ANZ starts the Suncorp spin cycle

Company News

by Glenn Dyer

ANZ has kicked off its marketing campaign to win support for its potentially competition-limiting acquisition of Suncorp Bank with an obviously well-briefed pro-deal commentary in some sections of the business media.

The $4.9 billion acquisition needs the approval of the competition regulator, the ACCC and the ANZ, in the wake of the release of its submission to the commission arguing in favour of the deal, is pushing hard to win over sceptical analysts and politicians, especially in Queensland.

A big negative is the admission that the deal will eventually see the closure of a number of branches and heavy job losses over time (say by 2026). With a state election in Queensland in October, 2024, that could be a potential negative that is too hard for the politicians to accept.

For all the arguments being made in favour of the deal – such as scale, a small (estimated 1.9%) boost in the ANZ’s share of the national mortgage market) and a better deal for Suncorp Bank customers, the growing concern about the impact of high interest rates in the wake of the Reserve Bank’s attempts to control inflation with a series of big rate rises, will pressure the supposed value of the deal to both the ANZ and Suncorp.

Some analysts have asked what the ANZ is doing spending $4.9 billion on buying a small national market share when it could be using that money to get aggressive in the stuttering home loan market and lead more.

If it buys Suncorp Bank, ANZ reckons it will pick up around $47 billion in new mortgages, $45 billion in deposits, and $11 billion in commercial loans.

At September 30, ANZ’s Pillar 3 capital data shows total assets of 1.085 trillion and residential mortgages around $414 billion, up from $410 billion at march, 2021.
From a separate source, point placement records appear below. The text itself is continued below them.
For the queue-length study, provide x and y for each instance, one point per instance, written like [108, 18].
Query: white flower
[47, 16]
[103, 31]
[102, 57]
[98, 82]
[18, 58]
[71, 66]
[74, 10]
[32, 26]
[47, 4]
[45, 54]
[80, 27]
That slow growth highlights why the ANZ is trying this deal – it has lost significant market share in the very competitive residential mortgage business since the pandemic started in 2020, while rivals led by the Commonwealth and NAB (as well as the non-bank lenders led by Macquarie) have made stronger gains and stolen the ANZ’s business.

ANZ claims it has fixed its problems (which revolved around slow approval processes which saw borrowers move elsewhere for faster approvals) but the pitch for the Suncorp Bank purchase tells us that it is looking for a faster way to rebuild its growth – by acquisition which will also have the benefit of obscuring the weak management that allowed the ANZ lose market share to its rivals.

The big banks didn’t do as well in 2022 in stockmarket terms as they did in 2021 when they stormed home in the final quarter of that year to boost solid returns.

The Commonwealth’s market value ended up 0.37% at December 30, while Westpac was up 7.9% – albeit from a lower base as investors gradually return to the share register after the money laundering and other scandals damaged its reputation and management and board members was replaced.

NAB shares were up 1.8% but ANZ shares lost 14.9% in value over 2022, a significantly adverse judgement by investors and one that the Suncorp Bank buy story is clearly designed to try and repair.

In an interview with Fairfax Media on Monday, Bendigo Bank CEO Melanie Baker came out against the ANZ purchase.

“From a market share and a competition perspective, I’m just querying whether it passes the sniff test,” she told Fairfax papers.

Bendigo tried to buy Suncorp Bank last year but was rebuffed by the Suncorp board in 2022.

Baker, a 33-year finance executive told Fairfax that during her time in the industry there had been “quite a bit of consolidation”, noting Bendigo itself was a product more than 80 businesses coming together.

However, she told Fairfax that mergers between smaller banks could benefit innovation and competition by allowing smaller “agile” rivals to better focus on customers’ needs. She claimed these benefits did not come about from allowing the big four to buy their rivals.

“You won’t actually get that if you consolidate everything into the larger end. You’re not going to get that agility, you’re not going to get that immediacy in reacting to customers’ needs and expectations and that lifting of innovation,” Baker said.

And then there’s the track record of all banks and other financiers exposed in the Hayne Royal Commission. ANZ was nowhere near as bad as the Commonwealth, Westpac, NAB or AMP, but the bigger banks generally were shown to be arrogant so far as their customers, past and current were concerned.

The ANZ though seems to have escaped the money laundering activities that saw the CBA, Westpac and NAB caught out by financial intelligence regulator AUSTRAC.

That should be a positive.

ANZ shares rose 0.2% yesterday to $23.72.

Glenn Dyer

Glenn Dyer has been a finance journalist and TV producer for more than 40 years. He has worked at Maxwell Newton Publications, Queensland Newspapers, AAP, The Australian Financial Review, The Nine Network and Crikey.